No standard approach for selecting the most relevant features identified by the explainability models has yet been defined. To identify the key features driving our CNN tissue classifier, we chose to select the top 103 ranked genes according to median SHAP value per tissue as, at this rank, 50% of the genes across all tissues were identified as unique. However, a standard approach for determining the most relevant features, particularly in the context of feature-additive models such as SHAP, is yet to be optimised. Improvements to further optimise SHAP calculations and deep learning models should also be considered as they are still computationally expensive. For example, we found DeepExplainer not tractable in the context of high-dimensional data. Although simpler methods exist, such as TreeExplainer29, their utility in biological data might be limited by the simplicity of the model driving learning and prediction. Furthermore, we expect that incorporating the full transcriptome, not limited to protein-coding transcripts, may improve the classification and feature detection.
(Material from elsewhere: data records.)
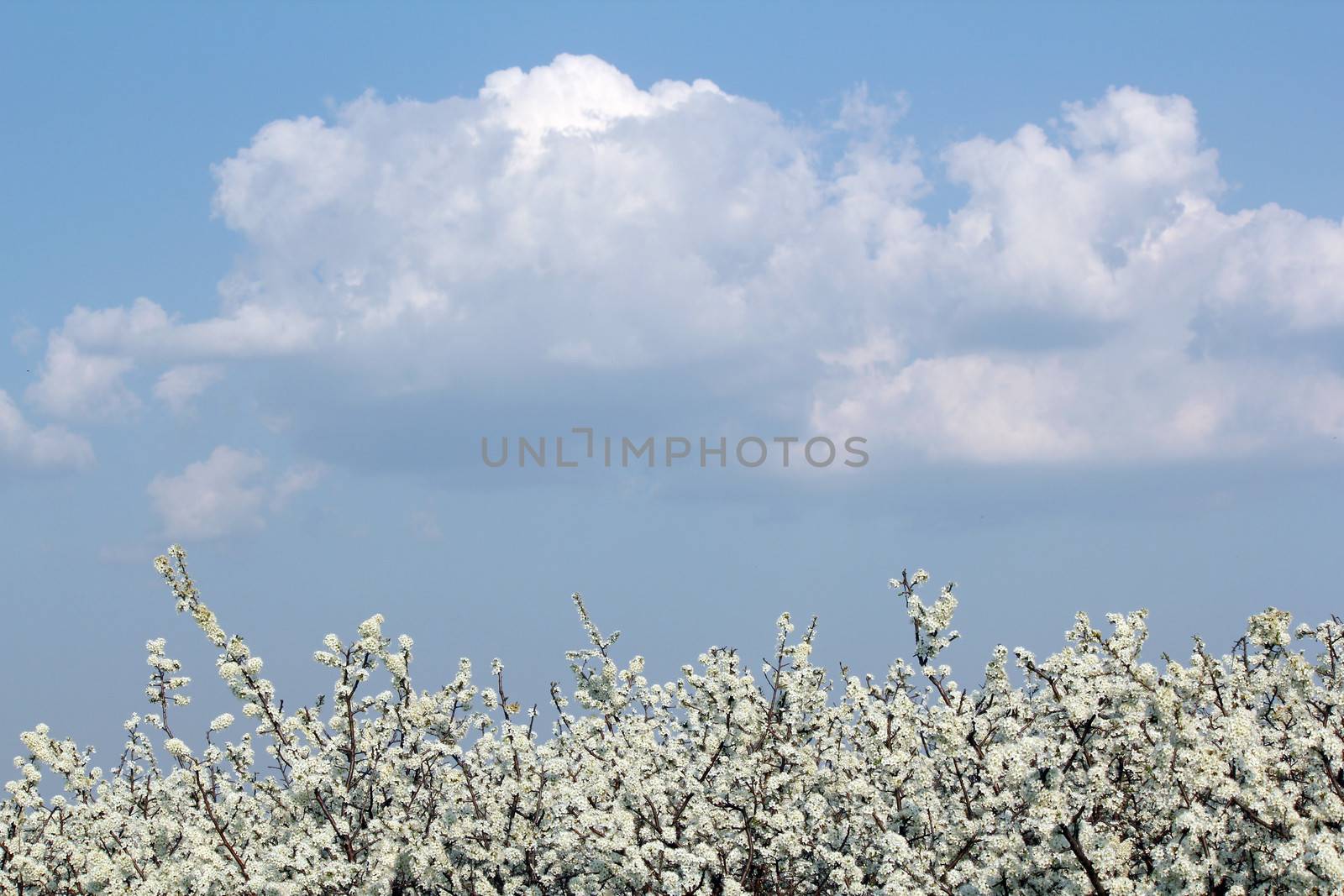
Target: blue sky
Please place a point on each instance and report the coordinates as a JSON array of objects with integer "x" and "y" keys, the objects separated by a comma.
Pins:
[{"x": 1073, "y": 271}]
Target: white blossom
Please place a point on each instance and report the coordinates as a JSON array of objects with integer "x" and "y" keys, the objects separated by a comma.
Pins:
[{"x": 1099, "y": 773}]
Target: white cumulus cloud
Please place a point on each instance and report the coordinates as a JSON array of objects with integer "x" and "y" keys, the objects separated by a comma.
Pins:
[
  {"x": 226, "y": 493},
  {"x": 1089, "y": 301}
]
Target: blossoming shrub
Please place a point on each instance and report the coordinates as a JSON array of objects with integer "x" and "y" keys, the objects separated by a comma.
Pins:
[{"x": 1101, "y": 774}]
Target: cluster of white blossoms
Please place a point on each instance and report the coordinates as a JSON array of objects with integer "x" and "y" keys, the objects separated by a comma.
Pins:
[{"x": 1099, "y": 774}]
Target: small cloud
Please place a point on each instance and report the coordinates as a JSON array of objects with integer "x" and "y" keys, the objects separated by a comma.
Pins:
[
  {"x": 181, "y": 385},
  {"x": 425, "y": 527},
  {"x": 226, "y": 493},
  {"x": 47, "y": 448},
  {"x": 81, "y": 385}
]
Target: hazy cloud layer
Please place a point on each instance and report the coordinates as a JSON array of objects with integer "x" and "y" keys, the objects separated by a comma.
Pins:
[
  {"x": 26, "y": 446},
  {"x": 1086, "y": 302}
]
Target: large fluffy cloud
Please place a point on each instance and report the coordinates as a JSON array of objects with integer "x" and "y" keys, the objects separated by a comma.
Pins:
[
  {"x": 1089, "y": 301},
  {"x": 26, "y": 446}
]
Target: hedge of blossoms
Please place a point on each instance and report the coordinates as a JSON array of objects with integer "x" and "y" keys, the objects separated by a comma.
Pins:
[{"x": 1101, "y": 774}]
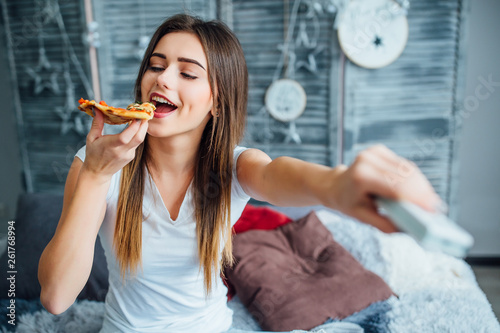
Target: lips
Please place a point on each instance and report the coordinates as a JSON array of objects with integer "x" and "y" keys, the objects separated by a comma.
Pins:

To determine whether the SHAP explainability model identified plausible features, we compared the SHAP genes to the results from differential expression analysis, which was used as a reference to assess the correctness of estimated feature relevance according to assigned SHAP values. The edgeR method is designed to identify significantly differentially expressed genes between two groups; it is not designed to be a classifier and nor do we use it this way. As in many other gene expression studies, we applied a fold change cut-off under the assumption that small expression differences may not be biologically meaningful. Interestingly, the SHAP method identified a small subset of genes that were unique to SHAP, with more subtle impact on gene expression changes, which could indicate that these genes are biologically meaningful in the context of tissue classification. Thus, unlike differential expression analysis, deep learning classifiers may detect more subtle gene signatures and intricate gene co-expression relationships and thus has the potential to find novel insights.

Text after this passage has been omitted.